Producing ELI material demands tighter control over oxygen, usually requiring controlled-atmosphere VAR melting and more restrictive scrap usage in the ingot recipe. The testing burden is also higher: each heat typically undergoes additional interstitial gas analysis and fracture toughness verification per ASTM F136, adding steps and statistical risk that a mill prices into the product.
Is CP titanium always more corrosion-resistant than Ti-6Al-4V?
Not in every environment. CP titanium shows a wider stability range for the passive film in many reducing acids, but Ti-6Al-4V performs comparably in chloride brines and seawater up to roughly 300°C. The specific temperature, pH, and species present in the process stream determine whether the two-phase microstructure of Grade 5 introduces local galvanic cells that degrade resistance. NACE MR0175/ISO 15156 tables provide specific guidance for sour service in oil and gas production.
What microstructural feature most commonly causes Ti-6Al-4V fatigue failures?
A continuous alpha layer along prior-beta grain boundaries, often called grain boundary alpha, acts as a preferential path for crack propagation. It typically forms when cooling from the beta phase field is too slow. Aerospace heat treatment specifications explicitly limit the thickness and continuity of grain boundary alpha to below 5 microns on a measured perimeter fraction.

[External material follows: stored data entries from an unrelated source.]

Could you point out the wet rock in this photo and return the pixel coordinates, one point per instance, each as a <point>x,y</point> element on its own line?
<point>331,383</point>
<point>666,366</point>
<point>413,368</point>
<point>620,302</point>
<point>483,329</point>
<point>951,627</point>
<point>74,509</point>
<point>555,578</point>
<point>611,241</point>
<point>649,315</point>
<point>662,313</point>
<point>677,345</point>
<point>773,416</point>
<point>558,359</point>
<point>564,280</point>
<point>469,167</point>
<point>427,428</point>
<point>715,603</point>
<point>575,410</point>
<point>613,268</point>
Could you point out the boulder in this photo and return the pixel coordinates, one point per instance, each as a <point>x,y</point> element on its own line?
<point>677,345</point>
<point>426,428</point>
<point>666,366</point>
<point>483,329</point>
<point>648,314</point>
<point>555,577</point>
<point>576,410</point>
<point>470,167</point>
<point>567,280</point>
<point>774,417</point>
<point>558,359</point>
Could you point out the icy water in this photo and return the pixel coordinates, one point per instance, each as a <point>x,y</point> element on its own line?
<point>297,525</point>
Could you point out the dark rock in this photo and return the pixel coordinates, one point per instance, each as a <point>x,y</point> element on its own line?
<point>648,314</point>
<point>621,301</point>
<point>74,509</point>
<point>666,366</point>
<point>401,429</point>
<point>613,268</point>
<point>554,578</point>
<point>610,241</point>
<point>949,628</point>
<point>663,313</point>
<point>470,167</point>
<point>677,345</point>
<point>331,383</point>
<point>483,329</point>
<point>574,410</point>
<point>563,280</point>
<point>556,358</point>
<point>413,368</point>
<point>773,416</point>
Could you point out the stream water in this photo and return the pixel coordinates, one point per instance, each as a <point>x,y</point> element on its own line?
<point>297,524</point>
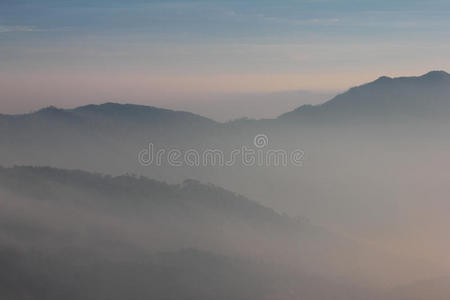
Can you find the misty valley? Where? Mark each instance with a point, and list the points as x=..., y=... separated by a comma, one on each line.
x=363, y=215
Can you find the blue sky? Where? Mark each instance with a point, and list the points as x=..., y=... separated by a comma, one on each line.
x=91, y=51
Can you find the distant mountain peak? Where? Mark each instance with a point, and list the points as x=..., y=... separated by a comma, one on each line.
x=436, y=75
x=417, y=95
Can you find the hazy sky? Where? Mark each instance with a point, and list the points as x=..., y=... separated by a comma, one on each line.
x=68, y=53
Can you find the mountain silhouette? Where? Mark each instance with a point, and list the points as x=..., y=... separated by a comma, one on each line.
x=420, y=96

The chemical composition gap between unalloyed and alpha-beta titanium is not merely an academic curiosity for metallurgy students. It directly dictates the microstructural pathway that a mill follows and, downstream, the manufacturing processes a fabricator can apply. While CP titanium leans on its single-phase alpha identity to deliver corrosion resistance and room-temperature formability with minimal process complexity, Ti-6Al-4V harnesses a carefully balanced aluminum-vanadium addition and a two-phase structure to access strength, heat treatability, and fatigue endurance that the unalloyed family cannot reach. Selecting between them means reading a specification for what it really says about oxygen limits, phase distribution, and the thermomechanical history embedded in a grain structure that an optical microscope can verify but that the application’s service life will ultimately judge. A supplier that can discuss both the chemistry and the microstructural pedigree in the same conversation is the one that treats material supply as an engineering discipline rather than a commodity transaction.